- The Washington Times - Friday, December 6, 2002

Some parents were furious yesterday with the District's decision to close schools at 8 a.m. after many students had sloshed through icy and snow-covered streets to reach their classrooms.

"I thought it was a cruddy call and very poor judgment on the part of Superintendent Paul Vance," said Charles Jones, whose children attend D.C. charter schools. "By 6 a.m., a decision should have been made. Imagine all the children on buses and subways."

District officials made the decision much later than their counterparts in neighboring school jurisdictions. Montgomery County closed schools Wednesday night while Prince George's County and Virginia administrators made the decision as early as 5 a.m. yesterday.

"I'm a little intrigued by why it takes D.C. public schools so long to let parents know schools will be closed," said parent Lillian Perdomo. "There are specific issues. Parents must get ready for work and should not be told at the last minute. When other school jurisdictions close, we need to close, especially considering many of our teachers do not live in the District."

Mrs.

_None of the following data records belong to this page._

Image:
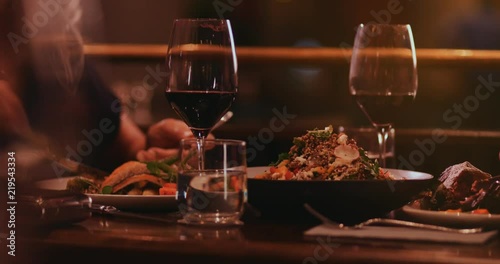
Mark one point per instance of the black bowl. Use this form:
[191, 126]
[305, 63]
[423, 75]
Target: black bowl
[349, 201]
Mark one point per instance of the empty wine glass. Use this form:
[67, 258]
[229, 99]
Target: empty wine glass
[202, 73]
[383, 75]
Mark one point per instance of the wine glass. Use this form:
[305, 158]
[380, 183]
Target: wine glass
[202, 73]
[383, 75]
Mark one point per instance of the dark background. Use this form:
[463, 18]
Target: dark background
[318, 95]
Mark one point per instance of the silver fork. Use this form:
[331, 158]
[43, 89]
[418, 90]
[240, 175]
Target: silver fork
[392, 222]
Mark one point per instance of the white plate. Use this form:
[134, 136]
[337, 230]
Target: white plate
[462, 219]
[123, 202]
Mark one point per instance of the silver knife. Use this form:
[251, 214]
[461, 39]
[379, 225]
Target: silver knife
[113, 211]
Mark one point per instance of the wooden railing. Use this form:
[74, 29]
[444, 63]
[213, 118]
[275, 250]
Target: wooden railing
[307, 56]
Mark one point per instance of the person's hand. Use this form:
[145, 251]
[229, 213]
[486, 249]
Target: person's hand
[163, 139]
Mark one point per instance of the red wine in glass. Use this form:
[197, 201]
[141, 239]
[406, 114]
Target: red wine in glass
[202, 73]
[383, 109]
[200, 109]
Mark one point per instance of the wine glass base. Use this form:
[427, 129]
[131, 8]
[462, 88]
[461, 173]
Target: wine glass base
[210, 223]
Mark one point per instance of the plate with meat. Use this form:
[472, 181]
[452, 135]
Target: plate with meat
[332, 174]
[465, 197]
[133, 186]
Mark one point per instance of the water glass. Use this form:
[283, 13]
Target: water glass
[217, 193]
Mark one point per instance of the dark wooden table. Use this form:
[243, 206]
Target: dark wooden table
[105, 239]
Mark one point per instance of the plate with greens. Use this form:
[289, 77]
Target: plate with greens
[138, 186]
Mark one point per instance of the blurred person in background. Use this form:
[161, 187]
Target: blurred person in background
[52, 98]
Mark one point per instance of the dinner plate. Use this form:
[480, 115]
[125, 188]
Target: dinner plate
[346, 201]
[122, 202]
[454, 219]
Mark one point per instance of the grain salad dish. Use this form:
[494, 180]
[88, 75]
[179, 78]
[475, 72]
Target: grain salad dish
[325, 155]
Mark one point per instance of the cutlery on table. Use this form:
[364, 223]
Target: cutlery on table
[391, 222]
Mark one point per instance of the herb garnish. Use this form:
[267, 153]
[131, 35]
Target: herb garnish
[163, 169]
[371, 165]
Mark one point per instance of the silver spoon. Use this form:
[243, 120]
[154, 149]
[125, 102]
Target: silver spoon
[393, 222]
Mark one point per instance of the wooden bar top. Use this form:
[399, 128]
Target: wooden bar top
[101, 239]
[309, 56]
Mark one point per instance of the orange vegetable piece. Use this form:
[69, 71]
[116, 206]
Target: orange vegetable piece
[168, 188]
[480, 211]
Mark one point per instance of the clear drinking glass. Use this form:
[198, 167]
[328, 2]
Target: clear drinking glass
[383, 75]
[217, 193]
[202, 73]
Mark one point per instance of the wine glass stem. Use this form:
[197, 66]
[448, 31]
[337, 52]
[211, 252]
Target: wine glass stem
[200, 144]
[382, 134]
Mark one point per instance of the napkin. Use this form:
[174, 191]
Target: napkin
[401, 233]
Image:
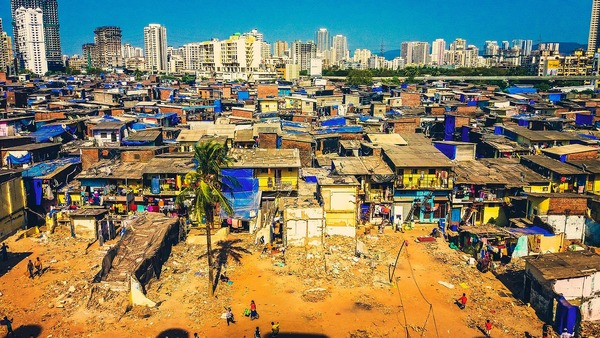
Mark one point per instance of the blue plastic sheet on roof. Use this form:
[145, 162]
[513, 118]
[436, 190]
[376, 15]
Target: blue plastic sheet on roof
[46, 133]
[334, 121]
[534, 230]
[344, 129]
[591, 137]
[293, 124]
[14, 159]
[45, 168]
[241, 189]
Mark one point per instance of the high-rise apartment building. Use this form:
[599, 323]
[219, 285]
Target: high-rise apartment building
[415, 52]
[437, 52]
[280, 49]
[594, 20]
[108, 47]
[50, 27]
[6, 51]
[339, 49]
[322, 38]
[302, 52]
[30, 39]
[155, 43]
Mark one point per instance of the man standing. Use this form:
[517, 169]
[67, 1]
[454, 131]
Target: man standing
[462, 302]
[38, 266]
[566, 334]
[4, 250]
[488, 328]
[275, 329]
[30, 269]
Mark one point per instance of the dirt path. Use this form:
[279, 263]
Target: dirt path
[331, 295]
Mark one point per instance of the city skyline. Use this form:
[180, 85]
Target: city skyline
[570, 24]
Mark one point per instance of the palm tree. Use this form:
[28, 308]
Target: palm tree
[204, 188]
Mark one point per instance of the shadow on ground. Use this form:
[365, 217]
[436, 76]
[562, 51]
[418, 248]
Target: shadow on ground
[296, 335]
[174, 333]
[14, 258]
[27, 331]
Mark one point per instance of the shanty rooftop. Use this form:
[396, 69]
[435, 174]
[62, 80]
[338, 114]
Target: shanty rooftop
[420, 155]
[114, 170]
[591, 166]
[265, 158]
[553, 165]
[169, 165]
[569, 149]
[565, 265]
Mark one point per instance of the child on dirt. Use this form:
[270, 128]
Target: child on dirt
[462, 302]
[253, 313]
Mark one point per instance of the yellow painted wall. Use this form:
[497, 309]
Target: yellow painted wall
[287, 177]
[411, 180]
[339, 204]
[540, 187]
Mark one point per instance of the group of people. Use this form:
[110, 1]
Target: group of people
[37, 266]
[462, 304]
[253, 314]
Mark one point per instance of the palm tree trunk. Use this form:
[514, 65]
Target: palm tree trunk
[209, 220]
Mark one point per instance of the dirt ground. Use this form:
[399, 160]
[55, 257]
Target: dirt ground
[320, 291]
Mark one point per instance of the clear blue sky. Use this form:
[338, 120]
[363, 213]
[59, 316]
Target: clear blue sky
[366, 24]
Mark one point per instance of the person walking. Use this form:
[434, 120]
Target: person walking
[8, 323]
[30, 269]
[462, 301]
[38, 266]
[4, 250]
[229, 316]
[253, 313]
[275, 329]
[488, 328]
[566, 334]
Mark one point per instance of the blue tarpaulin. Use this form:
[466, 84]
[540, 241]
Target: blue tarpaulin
[566, 315]
[241, 189]
[46, 133]
[45, 168]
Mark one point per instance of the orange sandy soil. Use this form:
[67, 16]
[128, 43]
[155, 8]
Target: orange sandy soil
[353, 299]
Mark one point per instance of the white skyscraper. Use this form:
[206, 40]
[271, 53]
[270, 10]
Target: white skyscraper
[30, 39]
[155, 43]
[437, 52]
[339, 49]
[322, 38]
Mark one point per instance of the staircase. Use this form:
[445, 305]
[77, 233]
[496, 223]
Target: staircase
[417, 203]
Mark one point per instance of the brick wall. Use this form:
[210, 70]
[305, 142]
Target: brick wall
[88, 157]
[410, 99]
[304, 149]
[265, 91]
[558, 205]
[267, 140]
[137, 155]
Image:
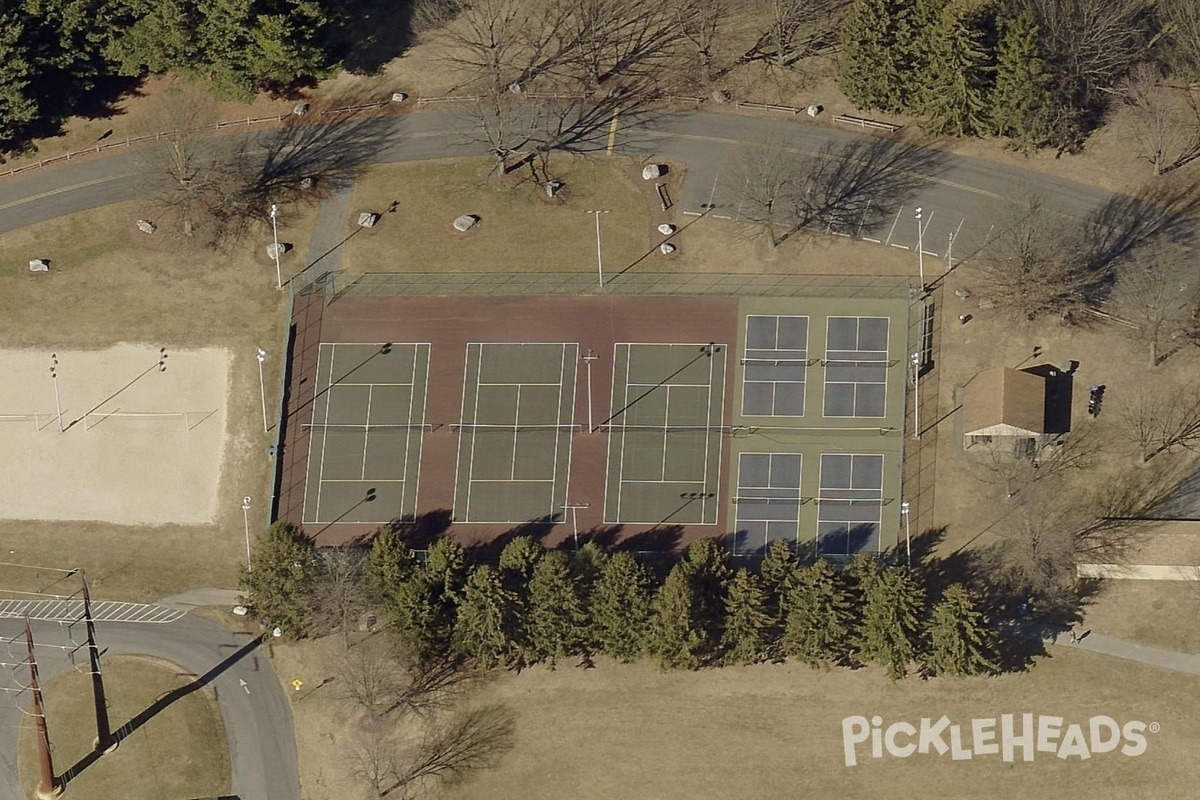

Perdomo and her husband agreed to keep their three children home yesterday before hearing the announcement.

Though she understood that officials wanted students in the schools where they could be safe and get a hot meal, Mrs. Perdomo said the District needs a plan for children who may have no place to go.

"I appreciate school officials want to keep the schools open," she said. "But if they are unsure, they should say: 'If you bring your children to school, you may have to come back and pick them up.'"

Mr. Vance acknowledged making the wrong decision, despite knowing the weather forecast called for up to 9 inches of snow.

Louis Erste, the chief operating officer for D.C. public schools, said parents would be alerted much earlier about today's closings.

"Our primary goal is to provide a day of instruction for the students and, clearly, we want to wait as long as we can to cancel school," he said. "At 4 a.m., we considered all of the information, and it appeared that the streets were safe for students, parents and our faculty."

However, he said the snow began falling much faster by 7:30 a.m., and state police urged people to stay home.

"And when schools close in the suburbs, children can go out and play in the parks," Mr. Erste said. "But in the city, it is not quite as conducive. The schools provide a safe haven for them."

Carlos Curtis said he kept his children home from Eastern Senior High School in Northeast and the New School for Enterprise and Development Public Charter School because D.C. officials sometimes lack good judgment.

"I'm not surprised by this situation," he said. "Mr. Vance is not organized, he should have closed the schools. This is all political. As long as Anthony Williams is in office, we're all in trouble."